# started to lay track



## tom h (Jan 2, 2008)

Had a great weekend finishing part of my layout, got to lay some track today, this is the longest stretch, I made it this long to have a siding.











Close up of where the siding will go, have to figure out how to support the switches, might have to attach a block under them, have to put some more PVC pipe down for the siding also, at least I know where its going to be, yes I know its not straight also, its just on there loose, not screwed down yet.

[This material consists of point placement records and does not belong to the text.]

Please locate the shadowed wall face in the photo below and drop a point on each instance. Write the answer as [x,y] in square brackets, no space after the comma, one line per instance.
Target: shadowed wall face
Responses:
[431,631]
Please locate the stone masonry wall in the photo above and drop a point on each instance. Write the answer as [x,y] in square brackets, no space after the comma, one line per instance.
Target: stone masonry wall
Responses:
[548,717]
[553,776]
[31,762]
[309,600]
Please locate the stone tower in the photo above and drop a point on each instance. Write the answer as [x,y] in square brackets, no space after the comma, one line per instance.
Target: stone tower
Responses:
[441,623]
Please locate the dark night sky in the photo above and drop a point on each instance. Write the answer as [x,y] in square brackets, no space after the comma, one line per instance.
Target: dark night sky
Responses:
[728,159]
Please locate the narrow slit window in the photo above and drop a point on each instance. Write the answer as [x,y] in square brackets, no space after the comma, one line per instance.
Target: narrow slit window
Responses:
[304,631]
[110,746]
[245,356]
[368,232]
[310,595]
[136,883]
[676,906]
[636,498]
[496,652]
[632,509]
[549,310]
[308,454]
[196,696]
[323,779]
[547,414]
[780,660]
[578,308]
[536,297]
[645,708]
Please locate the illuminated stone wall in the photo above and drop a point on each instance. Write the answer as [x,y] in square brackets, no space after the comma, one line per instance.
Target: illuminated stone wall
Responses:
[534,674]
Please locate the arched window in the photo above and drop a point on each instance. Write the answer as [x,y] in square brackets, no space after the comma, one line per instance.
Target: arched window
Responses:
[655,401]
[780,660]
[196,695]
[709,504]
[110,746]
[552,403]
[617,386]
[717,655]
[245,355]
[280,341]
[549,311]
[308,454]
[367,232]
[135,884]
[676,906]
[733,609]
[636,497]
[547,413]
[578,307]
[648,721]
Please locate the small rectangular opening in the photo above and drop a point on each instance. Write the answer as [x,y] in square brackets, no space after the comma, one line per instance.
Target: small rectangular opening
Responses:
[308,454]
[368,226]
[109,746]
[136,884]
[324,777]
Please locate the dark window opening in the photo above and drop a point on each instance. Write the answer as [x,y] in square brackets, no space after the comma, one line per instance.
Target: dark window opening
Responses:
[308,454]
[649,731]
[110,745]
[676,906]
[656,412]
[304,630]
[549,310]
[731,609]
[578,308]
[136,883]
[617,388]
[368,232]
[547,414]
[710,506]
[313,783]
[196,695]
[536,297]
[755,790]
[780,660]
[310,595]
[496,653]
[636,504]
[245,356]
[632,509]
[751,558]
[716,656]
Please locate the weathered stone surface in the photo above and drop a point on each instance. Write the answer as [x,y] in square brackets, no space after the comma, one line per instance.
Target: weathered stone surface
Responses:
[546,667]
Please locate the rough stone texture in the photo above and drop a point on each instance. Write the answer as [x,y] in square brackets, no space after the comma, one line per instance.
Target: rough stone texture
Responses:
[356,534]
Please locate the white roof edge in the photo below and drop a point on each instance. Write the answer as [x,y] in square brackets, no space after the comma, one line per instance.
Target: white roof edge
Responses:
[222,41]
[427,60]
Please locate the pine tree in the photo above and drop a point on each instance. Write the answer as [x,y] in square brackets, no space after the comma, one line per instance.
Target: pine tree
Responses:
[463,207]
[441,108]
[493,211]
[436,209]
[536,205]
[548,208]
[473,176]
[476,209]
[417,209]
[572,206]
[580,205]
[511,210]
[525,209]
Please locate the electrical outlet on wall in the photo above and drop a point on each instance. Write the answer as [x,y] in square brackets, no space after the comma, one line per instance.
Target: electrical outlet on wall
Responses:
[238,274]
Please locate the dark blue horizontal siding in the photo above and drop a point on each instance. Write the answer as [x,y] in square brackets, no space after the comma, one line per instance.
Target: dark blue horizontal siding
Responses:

Here is the new place for this bridge, I got about 7 PVC pipes all the way in, have to go get more, I just used the little pieces to show where the long ones go, have to cut some more yet, I layed out all the track to mark where it is going










Another pic, I have to somehow anchor the bridge down, I might put a block down to hold the bridge, its got 1 in square pieces welded underneath sticking down about 3 in, might pour concrete in the block, and just leave a little room for the piecs to fit in, it weighs a lot, so its not going anywhere in a hurry. Had to figure out where its going to be first, will end the ladder right up to bridge










Getting close to running trains!

tom h


----------



## GG (Jan 1, 2009)

Tom, very nice. 

I found that my #6's would rest on the ladder and not be unbalanced. The ladder at work here. Keep this thread rolling as I would love to see some loco stream by the background that you have here. 



gg


PS: I love the aberration re layout ladder and the track proper and the fact that they are not locked together... . On my project they seem to have two different minds ! Can relate to this !


----------



## Richard Smith (Jan 2, 2008)

Congratulations on a great start! Looks like you live in a very nice area.


----------